Single by Montgomery Gentry

from the album You Do Your Thing
- B-side: "If You Ever Stop Loving Me"
- Released: November 15, 2004
- Genre: Country
- Length: 3:28 (single edit) 4:12 (album version)
- Label: Columbia Nashville
- Songwriters: Bob DiPiero, Jeffrey Steele
- Producer: Jeffrey Steele

Montgomery Gentry singles chronology
| "You Do Your Thing" (2004) | "Gone" (2004) | "Something to Be Proud Of" (2005) |

= Gone (Montgomery Gentry song) =

"Gone" is a song written by Bob DiPiero and Jeffrey Steele, and recorded by the American country music duo Montgomery Gentry. It was released in November 2004 as the third single from the duo's album You Do Your Thing, reaching a peak of #3 on the U.S. country charts, #53 on the Billboard Hot 100 and #92 on the Pop 100. The single has also been certified as a digital gold single by the Recording Industry Association of America. This song is used in the Rock Band Country Track Pack.

==Content==
"Gone" is a moderate up-tempo featuring accompaniment from electric guitar and Hammond B-3 organ, with Troy Gentry on lead vocals. In it, the male narrator explains that his lover is gone, using a series of similes like "Gone like a freight train, gone like yesterday".
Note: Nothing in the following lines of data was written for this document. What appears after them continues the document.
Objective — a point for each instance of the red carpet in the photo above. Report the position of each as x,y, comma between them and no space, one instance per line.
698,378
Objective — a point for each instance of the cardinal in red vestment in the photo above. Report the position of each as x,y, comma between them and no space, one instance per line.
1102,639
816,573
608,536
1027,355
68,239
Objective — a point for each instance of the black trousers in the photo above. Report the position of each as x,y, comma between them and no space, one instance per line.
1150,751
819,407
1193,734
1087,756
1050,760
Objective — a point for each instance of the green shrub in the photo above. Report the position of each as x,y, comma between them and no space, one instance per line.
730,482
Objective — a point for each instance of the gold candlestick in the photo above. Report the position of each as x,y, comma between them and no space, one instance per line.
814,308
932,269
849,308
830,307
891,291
On Montgomery Gentry's website, Gentry explains that he and Eddie Montgomery (the other half of the duo) "knew it was a hit" because the first time they sang the song live, the audience began singing along.

==Chart performance==
"Gone" debuted at number 45 on the U.S. Billboard Hot Country Singles & Tracks for the week of November 27, 2004. It has sold 521,000 copies in the U.S. as of September 2017.
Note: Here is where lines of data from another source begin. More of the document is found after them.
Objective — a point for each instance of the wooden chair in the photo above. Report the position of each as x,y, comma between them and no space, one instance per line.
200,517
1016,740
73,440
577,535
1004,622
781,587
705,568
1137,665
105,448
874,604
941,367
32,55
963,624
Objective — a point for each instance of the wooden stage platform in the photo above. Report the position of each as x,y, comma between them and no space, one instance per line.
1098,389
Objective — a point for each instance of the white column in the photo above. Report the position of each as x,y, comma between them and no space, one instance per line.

| Chart (2004–2005) | Peak position |
|---|---|
| Canada Country (Radio & Records) | 4 |
| US Hot Country Songs (Billboard) | 3 |
| US Billboard Hot 100 | 53 |
| US Billboard Pop 100 | 92 |

===Year-end charts===

| Chart (2005) | Position |
|---|---|
| US Country Songs (Billboard) | 10 |

==Certifications==

| Region | Certification | Certified units/sales |
| United States (RIAA) | Gold | 500,000^{^} |
^{^} Shipments figures based on certification alone.

==Music video==
The video was directed by Ivan Dudynsky. It was filmed during the duo's 2004 tour, and premiered on CMT on February 10, 2005.

==Atlanta Braves==
The Atlanta Braves occasionally use the chorus of this song when one of their players hits a home run at Truist Park.